Smashing the state machine: the true potential of web race conditions

josephg · on Sept 20, 2023

The core problem here is that web application developers don't understand or use database transactions. I've seen this myself at almost every web shop I've ever worked at - queries / updates would be made to the database in series - "fetch this, then update that, then update this other thing". Your code works fine locally, but when multiple sessions interact with that data all at the same time, who knows what will happen.

I hadn't thought of using these race conditions to trigger security vulnerabilities. That makes all sorts of sense, and I'm going to use this work to justify my persnicketyness in future projects.

It doesn't help that popular ORMs either don't expose transactions at all or they consider transaction handling to be an advanced feature. It looks like mongodb only (finally) added transactions in mongo 4.2.

The general rule for how to avoid this problems isn't locking. Its using a database transaction per HTTP request, or "operation" - however you define that. Transactions are perfect because if any part of the request fails you can rollback the entire transaction. And if you really need to, you can emulate something similar yourself by having a "last modified" nonce on your record (a random number will do). If you ever do a read-write cycle - say from a web frontend - then the read should include reading the nonce, and the write should fail on the server if the nonce has changed since whatever value you previously read. (And you can quietly fix this by simply retrying the entire operation).

From a security point of view, this is a fantastic find. I anticipate a massive amount of code out there is at best buggy, and at worst vulnerable to these sort of attacks.

mickeyp · on Sept 20, 2023

> The core problem here is that web application developers don't understand or use database transactions. I've seen this myself at almost every web shop I've ever worked at - queries / updates would be made to the database in series - "fetch this, then update that, then update this other thing". Your code works fine locally, but when multiple sessions interact with that data all at the same time, who knows what will happen.

I mean, you're right, and it's a bugbear of mine, too.

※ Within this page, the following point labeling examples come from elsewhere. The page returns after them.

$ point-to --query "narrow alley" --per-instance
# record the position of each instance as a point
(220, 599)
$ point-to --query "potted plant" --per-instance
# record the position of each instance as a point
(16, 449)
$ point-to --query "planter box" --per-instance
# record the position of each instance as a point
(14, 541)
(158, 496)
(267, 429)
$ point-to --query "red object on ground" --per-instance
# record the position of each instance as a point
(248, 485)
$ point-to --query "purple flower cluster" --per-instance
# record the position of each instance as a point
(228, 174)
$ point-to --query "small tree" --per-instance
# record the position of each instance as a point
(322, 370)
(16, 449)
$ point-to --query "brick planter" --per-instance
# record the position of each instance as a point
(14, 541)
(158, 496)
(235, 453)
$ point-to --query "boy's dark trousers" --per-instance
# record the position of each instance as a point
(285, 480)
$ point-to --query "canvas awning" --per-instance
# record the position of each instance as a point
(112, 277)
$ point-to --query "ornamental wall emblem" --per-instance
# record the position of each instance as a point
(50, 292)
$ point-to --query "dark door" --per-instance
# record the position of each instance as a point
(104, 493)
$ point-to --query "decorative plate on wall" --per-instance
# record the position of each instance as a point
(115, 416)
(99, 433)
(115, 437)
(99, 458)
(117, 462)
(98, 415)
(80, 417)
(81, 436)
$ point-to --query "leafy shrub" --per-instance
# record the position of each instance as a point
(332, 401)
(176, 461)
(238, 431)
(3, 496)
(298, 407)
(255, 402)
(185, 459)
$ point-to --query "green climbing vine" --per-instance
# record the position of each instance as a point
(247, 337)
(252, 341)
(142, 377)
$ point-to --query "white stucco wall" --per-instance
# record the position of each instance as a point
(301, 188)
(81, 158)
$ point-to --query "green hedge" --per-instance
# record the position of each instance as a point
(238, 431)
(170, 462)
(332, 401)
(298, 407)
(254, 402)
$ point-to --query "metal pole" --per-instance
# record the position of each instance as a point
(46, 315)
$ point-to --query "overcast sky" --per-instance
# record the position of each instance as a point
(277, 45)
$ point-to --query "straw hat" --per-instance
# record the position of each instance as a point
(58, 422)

But let's not pretend that SELECT FOR UPDATE and out-of-DB manipulation of said data fixes everything. (Nor that a direct UPDATE statement would.)

Ultimately, either your updates are linearisable or they are not. Changing someone's first name with or without this methodology does not alter the fact that "last one to change wins". Which change is the right one is in this case in the eye of the beholder and the domain you work in.

But, yes, updates that build on the existing values to derive new ones are common data races because people, indeed, do not understand databases, transactions or isolation levels. There are easy fixes for this type of problem.

But it's never quite as simple as making everything SERIALIZABLE and FOR UPDATE and expecting that to resolve version conflicts because two different things have different expectations of what a row value should be.

josephg · on Sept 20, 2023

> But it's never quite as simple as making everything SERIALIZABLE and FOR UPDATE and expecting that to resolve version conflicts because two different things have different expectations of what a row value should be.

Can you give some examples where making everything serializable is a poor choice?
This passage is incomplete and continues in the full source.